Migraine  headache  is  thought  to  be  the  consequence  of  disturbances  of  the  trigeminal  system.  The  genetic  disposition  is  well  established. Migraine  headaches  take  the  form  of  attacks that may last from 4 to 72 hours. In most of the patients, the headache is unilateral and pulsatile in character. The intensity is moderate to severe and increases with exercise. The headache is accompanied by nausea; vomiting; and sensitivity to light, noise, and smell. The headache attack may be preceded by a temporary focal neurologic deficit, the aura, which can manifest as a disturbance of vision consisting of flashes of light, formations of zigzag lines,  or  an  enlarging  blind  spot;  focal  numbness or  weakness;  or  mild  disturbances  of  language production.  The  aura  lasts  from  5  to  20  minutes and ends with the onset of the headache. Incidence is  twice  as  high  in  women  as  it  is  in  men,  with respective population-based rates of 14% and 7%. Migraine  episodes  typically  begin  in  adolescence or in early adult life.

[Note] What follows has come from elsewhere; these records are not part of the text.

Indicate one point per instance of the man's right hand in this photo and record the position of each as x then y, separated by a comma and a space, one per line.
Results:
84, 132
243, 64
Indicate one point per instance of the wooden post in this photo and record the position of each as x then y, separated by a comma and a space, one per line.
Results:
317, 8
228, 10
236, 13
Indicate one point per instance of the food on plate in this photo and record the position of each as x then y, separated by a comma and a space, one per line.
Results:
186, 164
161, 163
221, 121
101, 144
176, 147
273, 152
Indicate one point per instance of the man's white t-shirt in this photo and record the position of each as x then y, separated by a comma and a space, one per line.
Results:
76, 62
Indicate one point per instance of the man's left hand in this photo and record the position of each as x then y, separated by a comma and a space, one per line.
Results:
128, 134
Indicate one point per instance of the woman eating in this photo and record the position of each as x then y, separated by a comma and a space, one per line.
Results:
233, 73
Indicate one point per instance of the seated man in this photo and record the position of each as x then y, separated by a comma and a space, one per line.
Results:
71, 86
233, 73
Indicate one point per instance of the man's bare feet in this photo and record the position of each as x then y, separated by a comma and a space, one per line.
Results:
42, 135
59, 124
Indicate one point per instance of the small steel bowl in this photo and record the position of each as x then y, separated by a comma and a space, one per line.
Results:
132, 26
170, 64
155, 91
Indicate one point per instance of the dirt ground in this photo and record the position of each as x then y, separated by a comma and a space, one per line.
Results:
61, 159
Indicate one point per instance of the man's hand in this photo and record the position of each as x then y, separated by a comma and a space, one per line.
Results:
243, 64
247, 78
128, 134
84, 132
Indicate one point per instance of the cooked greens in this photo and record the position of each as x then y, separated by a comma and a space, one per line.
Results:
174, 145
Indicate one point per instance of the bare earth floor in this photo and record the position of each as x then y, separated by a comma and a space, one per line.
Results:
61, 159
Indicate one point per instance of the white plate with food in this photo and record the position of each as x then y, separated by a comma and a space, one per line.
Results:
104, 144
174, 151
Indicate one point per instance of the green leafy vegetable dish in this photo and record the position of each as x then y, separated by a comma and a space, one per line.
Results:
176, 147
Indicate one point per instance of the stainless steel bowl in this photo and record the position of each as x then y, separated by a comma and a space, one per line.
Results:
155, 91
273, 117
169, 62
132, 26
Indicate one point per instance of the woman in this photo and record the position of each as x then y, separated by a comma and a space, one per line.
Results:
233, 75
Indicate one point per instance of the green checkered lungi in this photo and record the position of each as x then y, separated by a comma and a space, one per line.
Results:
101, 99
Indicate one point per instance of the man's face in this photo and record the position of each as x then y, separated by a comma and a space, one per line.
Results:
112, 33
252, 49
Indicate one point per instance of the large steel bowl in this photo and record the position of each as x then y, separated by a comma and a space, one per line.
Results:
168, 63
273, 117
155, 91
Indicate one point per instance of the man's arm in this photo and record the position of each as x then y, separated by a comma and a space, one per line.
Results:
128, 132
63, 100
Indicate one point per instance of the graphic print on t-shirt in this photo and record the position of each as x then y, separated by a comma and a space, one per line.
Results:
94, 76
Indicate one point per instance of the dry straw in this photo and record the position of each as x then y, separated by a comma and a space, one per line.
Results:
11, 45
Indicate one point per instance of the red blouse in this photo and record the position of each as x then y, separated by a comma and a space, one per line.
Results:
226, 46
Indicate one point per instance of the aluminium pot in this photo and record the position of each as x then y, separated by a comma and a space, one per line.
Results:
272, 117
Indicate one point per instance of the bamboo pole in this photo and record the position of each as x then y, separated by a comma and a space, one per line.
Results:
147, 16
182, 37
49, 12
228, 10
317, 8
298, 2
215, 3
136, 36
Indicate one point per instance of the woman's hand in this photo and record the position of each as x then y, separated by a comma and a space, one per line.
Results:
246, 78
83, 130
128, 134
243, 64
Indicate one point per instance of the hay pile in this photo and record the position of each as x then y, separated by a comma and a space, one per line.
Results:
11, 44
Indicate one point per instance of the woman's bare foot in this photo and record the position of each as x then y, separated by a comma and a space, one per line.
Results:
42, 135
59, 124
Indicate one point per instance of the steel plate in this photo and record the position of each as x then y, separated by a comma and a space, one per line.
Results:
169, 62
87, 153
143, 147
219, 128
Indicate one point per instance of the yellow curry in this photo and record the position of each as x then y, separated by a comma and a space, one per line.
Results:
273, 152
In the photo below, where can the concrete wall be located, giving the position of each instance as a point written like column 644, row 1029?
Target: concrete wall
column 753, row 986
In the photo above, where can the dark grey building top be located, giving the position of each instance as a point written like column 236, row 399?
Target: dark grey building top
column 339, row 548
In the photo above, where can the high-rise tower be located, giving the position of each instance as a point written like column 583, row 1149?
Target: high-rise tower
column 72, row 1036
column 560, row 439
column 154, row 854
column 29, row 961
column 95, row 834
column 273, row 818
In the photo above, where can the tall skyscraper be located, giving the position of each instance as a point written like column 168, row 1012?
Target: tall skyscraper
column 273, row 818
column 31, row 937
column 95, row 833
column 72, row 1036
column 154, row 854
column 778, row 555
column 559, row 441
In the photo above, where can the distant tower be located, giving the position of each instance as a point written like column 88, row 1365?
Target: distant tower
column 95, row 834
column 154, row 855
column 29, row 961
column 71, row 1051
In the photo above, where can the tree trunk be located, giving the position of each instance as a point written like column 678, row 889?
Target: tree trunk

The  aim  of  sports  therapy  in  headache  is  to improve  the  subjective  well-being  of  patients. Cardiovascular  endurance  training  can  reduce migraine  and  tension  headache  symptoms.  It is   required   to   increase   the   cardiopulmonary performance—that is, the exercise intensity should be in the range of 60% to 75% of maximum HR and  be  regularly  (two  to  three  times  per  week) performed  with  an  effective  training  time  of  30 minutes  per  session.  In  line  with  sports  therapy, also  endurance  sports,  especially  jogging,  has  a relaxing effect on headache patients (reduction of stress level).


  1. Ropper, A. H., & Brown, R. H. (2005). Adams and Victor’s principles of neurology (8th ed.). New York: McGraw-Hill.
  2. Wilmore, J. H., Costill, D. L., & Kenney, L. (2011). Physiology of sport and exercise (5th ed.). Champaign, IL: Human Kinetics.